The Berkowitz Living Laboratory collaboration is the project of Prof. Ran Balicer, Head of Clalit’s Innovation Division, and Prof. Isaac Kohane, Head of the Medical Bioinformatics department at the Blavatnik Institute at Harvard Medical School, one of the leading institutions in the field.

The project was made possible by support of philanthropists Ivan and Francesca Berkowitz. It includes joint research based on Clalit’s database, a joint training program for leading scientists in the fields of analytics, genetics, and public health, and a dedicated clinic for the treatment of patients suffering from complex and undiagnosed diseases, with an emphasis on diseases thought to have a genetic basis. A sort of real-life “Dr. House,” in other words.

Research without clinical trial

“During the Covid-19 pandemic, we managed to demonstrate that we can “imitate” clinical research using historical data from the Clalit Health Services’ database in a way that allowed us to obtain new medical insights very quickly,” says Balicer.

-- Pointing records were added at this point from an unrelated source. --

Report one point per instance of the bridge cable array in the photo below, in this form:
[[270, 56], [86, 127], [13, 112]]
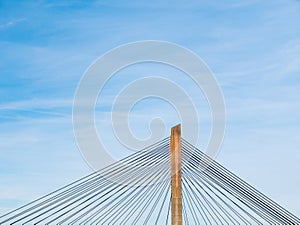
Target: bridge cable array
[[136, 190]]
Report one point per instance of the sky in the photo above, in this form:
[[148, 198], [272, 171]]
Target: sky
[[252, 47]]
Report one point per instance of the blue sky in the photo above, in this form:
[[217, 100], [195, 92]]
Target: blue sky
[[253, 48]]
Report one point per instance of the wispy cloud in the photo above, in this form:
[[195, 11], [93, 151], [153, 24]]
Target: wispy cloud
[[12, 23]]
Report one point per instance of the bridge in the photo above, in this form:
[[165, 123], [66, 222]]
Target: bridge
[[169, 182]]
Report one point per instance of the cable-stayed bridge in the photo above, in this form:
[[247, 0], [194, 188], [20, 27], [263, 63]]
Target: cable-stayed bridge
[[170, 182]]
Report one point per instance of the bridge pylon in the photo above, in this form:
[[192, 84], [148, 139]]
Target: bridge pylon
[[176, 185]]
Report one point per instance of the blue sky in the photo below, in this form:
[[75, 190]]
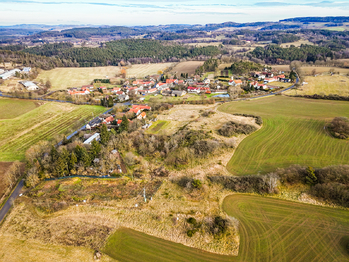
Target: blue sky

Kohane explains how this is done: a database is built with two groups of patients whose only difference is the medical intervention one wants to test. For example, if we compared those vaccinated against Covid-19 with those not vaccinated, the database should be constructed so that average differences between the groups, such as age, background diseases, or economic status, are ‘neutralized’. “We do a lot of computerized statistical work, using, among other things, artificial intelligence, which is designed to balance the groups so that there is no variable that could explain the difference except for the intervention – in this example, the vaccine,” he says.

“Controlled clinical trials are still the core of medical science, but they have always had limitations, such as bias in the subjects’ selection. For example, it is difficult to get permission to experiment on children or pregnant women, and complex patients are often not selected for trials since they complicate the analysis, even though they are the main consumers of many products. Moreover, there are certain illnesses for which it is difficult to recruit enough participants. Thus, many researchers have tried to develop alternative methods over the years, but only during Covid-19 were they really employed and this information came through.”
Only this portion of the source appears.